Now the previous query took 8-10 seconds.
I created indexes on Traces.System_ID column and Traces.TraceTypes_ID column. Now this query executed in milliseconds:
select count(*) from Traces where System_id=1 and TraceTypes_ID=1;
This was also fast:
select count(*) from Traces
inner join System on Traces.System_ID = System.ID
where System.Name='billing' and TraceTypes_ID=1;
but the previous query which joined all the three tables still took 8-10 seconds to complete.
Only when I created a compound index (both System_ID and TraceTypes_ID columns included in index), the speed went down to milliseconds.

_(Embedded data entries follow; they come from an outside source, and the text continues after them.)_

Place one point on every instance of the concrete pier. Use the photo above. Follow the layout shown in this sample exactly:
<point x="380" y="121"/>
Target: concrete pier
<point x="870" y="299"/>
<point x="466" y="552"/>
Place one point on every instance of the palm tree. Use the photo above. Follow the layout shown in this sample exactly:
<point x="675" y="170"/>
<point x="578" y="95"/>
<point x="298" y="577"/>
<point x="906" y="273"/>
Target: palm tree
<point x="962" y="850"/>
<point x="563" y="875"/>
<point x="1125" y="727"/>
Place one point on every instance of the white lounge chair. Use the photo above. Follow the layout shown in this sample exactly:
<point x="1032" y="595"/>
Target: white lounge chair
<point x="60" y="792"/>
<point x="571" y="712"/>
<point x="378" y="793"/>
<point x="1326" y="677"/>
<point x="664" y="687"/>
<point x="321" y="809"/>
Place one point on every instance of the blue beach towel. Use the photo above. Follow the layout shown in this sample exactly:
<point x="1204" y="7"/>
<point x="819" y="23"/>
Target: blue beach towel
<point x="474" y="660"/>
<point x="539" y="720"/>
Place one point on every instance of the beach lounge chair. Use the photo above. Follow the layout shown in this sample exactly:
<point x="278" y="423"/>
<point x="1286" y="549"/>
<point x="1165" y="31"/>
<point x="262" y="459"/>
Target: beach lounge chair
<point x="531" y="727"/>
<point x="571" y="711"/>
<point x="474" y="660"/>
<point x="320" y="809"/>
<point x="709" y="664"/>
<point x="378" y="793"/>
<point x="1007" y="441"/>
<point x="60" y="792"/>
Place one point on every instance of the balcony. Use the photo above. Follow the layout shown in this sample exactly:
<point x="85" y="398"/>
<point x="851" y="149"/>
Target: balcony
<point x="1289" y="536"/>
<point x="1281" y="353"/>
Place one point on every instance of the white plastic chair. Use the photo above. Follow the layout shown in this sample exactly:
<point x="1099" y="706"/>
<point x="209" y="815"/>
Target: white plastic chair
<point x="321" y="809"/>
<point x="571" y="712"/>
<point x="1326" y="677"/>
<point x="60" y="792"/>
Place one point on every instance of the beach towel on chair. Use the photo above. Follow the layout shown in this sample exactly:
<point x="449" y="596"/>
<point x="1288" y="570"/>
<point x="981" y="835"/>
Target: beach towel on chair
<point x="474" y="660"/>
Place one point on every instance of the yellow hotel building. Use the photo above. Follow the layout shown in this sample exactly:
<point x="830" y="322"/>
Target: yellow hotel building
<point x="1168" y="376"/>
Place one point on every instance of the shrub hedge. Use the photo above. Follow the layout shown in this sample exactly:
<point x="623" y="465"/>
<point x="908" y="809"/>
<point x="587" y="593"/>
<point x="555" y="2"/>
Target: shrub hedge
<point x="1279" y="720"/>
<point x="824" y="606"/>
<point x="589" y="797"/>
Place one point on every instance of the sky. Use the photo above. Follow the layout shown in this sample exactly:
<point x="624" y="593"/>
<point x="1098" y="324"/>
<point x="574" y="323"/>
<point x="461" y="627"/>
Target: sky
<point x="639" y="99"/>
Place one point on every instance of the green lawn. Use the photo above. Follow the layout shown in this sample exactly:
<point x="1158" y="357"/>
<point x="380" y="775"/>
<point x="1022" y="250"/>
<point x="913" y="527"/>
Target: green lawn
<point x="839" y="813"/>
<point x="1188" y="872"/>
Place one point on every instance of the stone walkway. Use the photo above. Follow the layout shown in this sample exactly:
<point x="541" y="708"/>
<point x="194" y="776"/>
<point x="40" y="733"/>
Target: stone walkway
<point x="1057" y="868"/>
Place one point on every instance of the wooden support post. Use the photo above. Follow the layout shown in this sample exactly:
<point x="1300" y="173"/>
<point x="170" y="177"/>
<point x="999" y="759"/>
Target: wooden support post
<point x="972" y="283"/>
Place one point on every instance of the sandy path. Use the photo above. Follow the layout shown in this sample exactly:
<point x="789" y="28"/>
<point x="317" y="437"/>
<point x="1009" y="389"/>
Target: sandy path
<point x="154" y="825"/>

The basic statement I was taught earlier is "all the columns you use for join-ing, must be indexed".
However, in my scenario I had indexes on both System_ID and TraceTypes_ID, however MySQL didn't use them. The question is - why? My bets is - the item count ratio 100:10,000,000:50 makes the single-column indexes too large to be used. But is it true?
First, the correct, and the easiest, way to analyze a slow SQL statement is to do EXPLAIN. Find out how the optimizer chose its plan and ponder on why and how to improve that. I'd suggest to study the EXPLAIN results with only 2 separate indexes to see how mysql execute your statement.
I'm not very familiar with MySQL, but it seems that there's restriction of MySQL 4 of using only one index per table involved in a query. There seems to be improvements on this since MySQL 5 (index merge), but I'm not sure whether it applies to your case. Again, EXPLAIN should tell you the truth.
Even with using 2 indexes per table allowed (MySQL 5), using 2 separate indexes is generally slower than compound index. Using 2 separate indexes requires index merge step, compared to the single pass of using a compound index.
Multi Column indexes vs Index Merge might be helpful, which uses MySQL 5.4.2.
It's not the size of the indexes so much as the selectivity that determines whether the optimizer will use them.
My guess would be that it would be using the index and then it might be using traditional look up to move to another index and then filter out. Please check the execution plan. So in short you might be looping through two indexes in nested loop. As per my understanding. We should try to make a composite index on column which are in filtering or in join and then we should use Include clause for the columns which are in select. I have never worked in MySql so my this understanding is based on SQL Server 2005.